Pulmonis

Imperial College London

Posted by Solan Manivannan on October 21, 2016

Pulmonis Presentation Slide.

A dynamic personalised asthma action plan in collaboration with the NHS Foundation Trust, Royal Brompton and Asthma UK. Essentially this group project is all about developing an iOS application to help a user with asthma keep track of the ir asthma status and minimise the risk of fatal attacks. The app will act as a real time virutal companioin that can provide proactive support using the data collected via user input and a bluetooth enabled device.

I will begin by talking about the progress made in the first iteration of the project. This project was met with big challenges right from the get go with only myself having any experience in iOS development. Therefore, the onus was on me to offer my knowledge and expertise to the team with how best to tackle the development software (Xcode) and the programming language Swift.

Before development started, we needed to handle project management and our continuous integration platform. For the project management we have put together a useful slack account with channels including: #weblinks, #resources, #github, #trello, #XcodeServer and #general. From this it is clear to see that we have GitHub and Trello integration. I have also added a script to post to our #XcodeServer channel whenever the continuous integration system is run, but more on that later. This was the first project where I (and probably the rest of the team) has fully taken advantage of Slack. Even after a couple of days, I have really enjoyed using it as it definitely gives a feel for our other team members are contributing and the progress of a project as a whole. It's also a great place to keep everything together. This was similarly the case for Trello. With a six member team, it's more important to handle the management of a project. That being said, these services are only useful as the contributions being made to it by all team members.

Pulmonis Slack #github.
Pulmonis Trello.

Continuous Integration. As this is a project started from scratch, it was important for us to setup our own continuous integration. I will probably write a post about continuous integation, and the idiosyncrasies with iOS development, but briefly continuous integration is a development practice where the team regularly commits to a repository, and each commit is automatically tested. This allows the team to keep track of when/what tests are breaking (and by who caused that). I took responsibility for setting up our continuous integration, whilst the rest of the group spent some individual time learning Swift and Xcode. I went for using the macOS server with automated bots created using Xcode. The process was really simple with the tutorial from honza dvorsky For each bot created, I added a post integration trigger that would run a script to post the results of the automated testing to our slack channel #XcodeServer.

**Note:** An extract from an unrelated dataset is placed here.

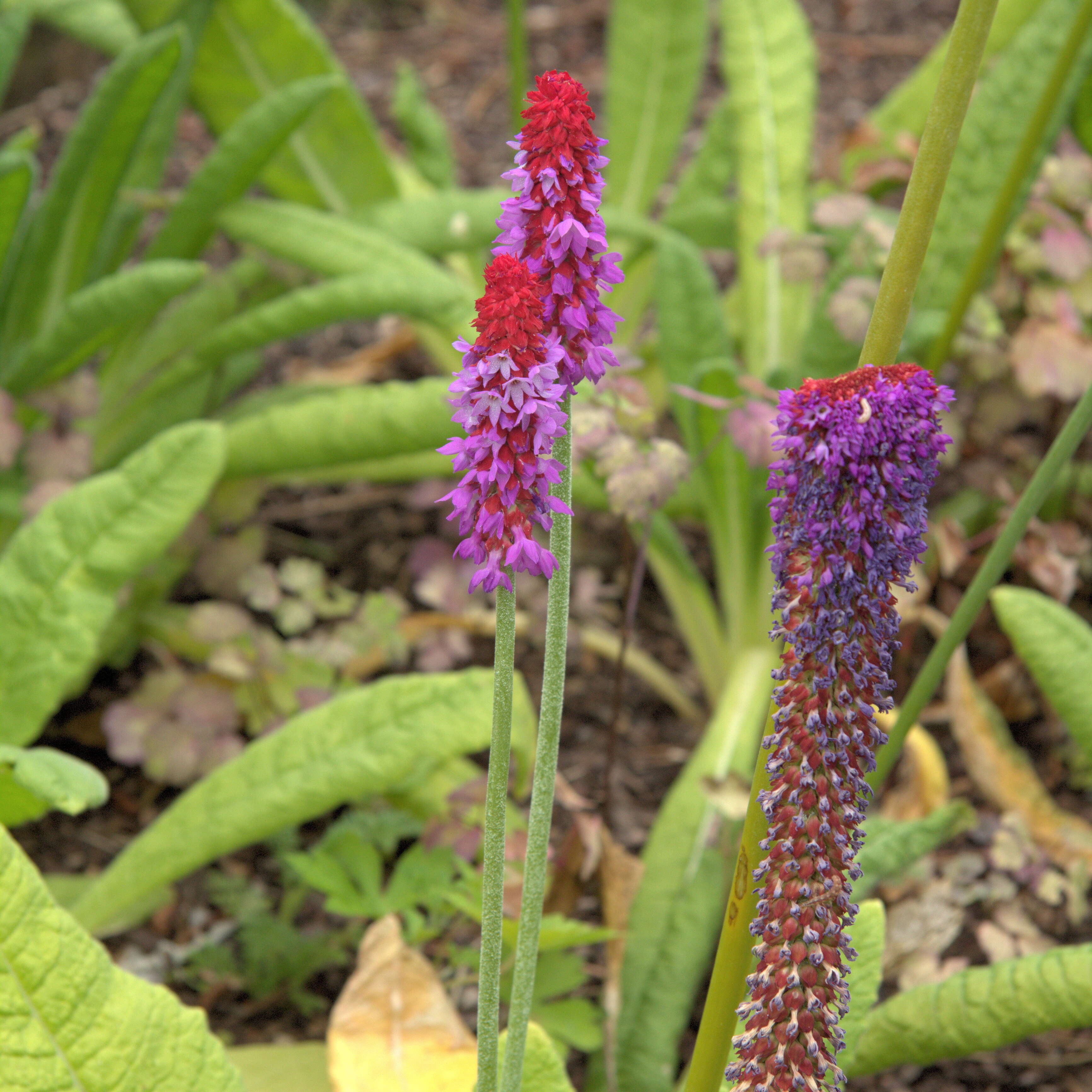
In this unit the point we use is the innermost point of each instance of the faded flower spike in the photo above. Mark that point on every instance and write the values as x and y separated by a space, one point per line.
860 455
554 224
508 404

For this first milestone, we managed to make strong progress with building the backbone of the app. We had about 10 app pages ready to be linked to a model. The main problem for the group as a whole was using autolayout in XCode. This was especially the case for the popover segue that didn't seem to work well with any auto layout constraints provided. Overall, the only thing I thought we would be doing during this first iteration that we didn't was testing. However, testing individual app pages wasn't really relevant because there was no model connected, the pages were static, and the UI wasn't at a stage to be tested. That being said, these should start being addressed in the second milestone.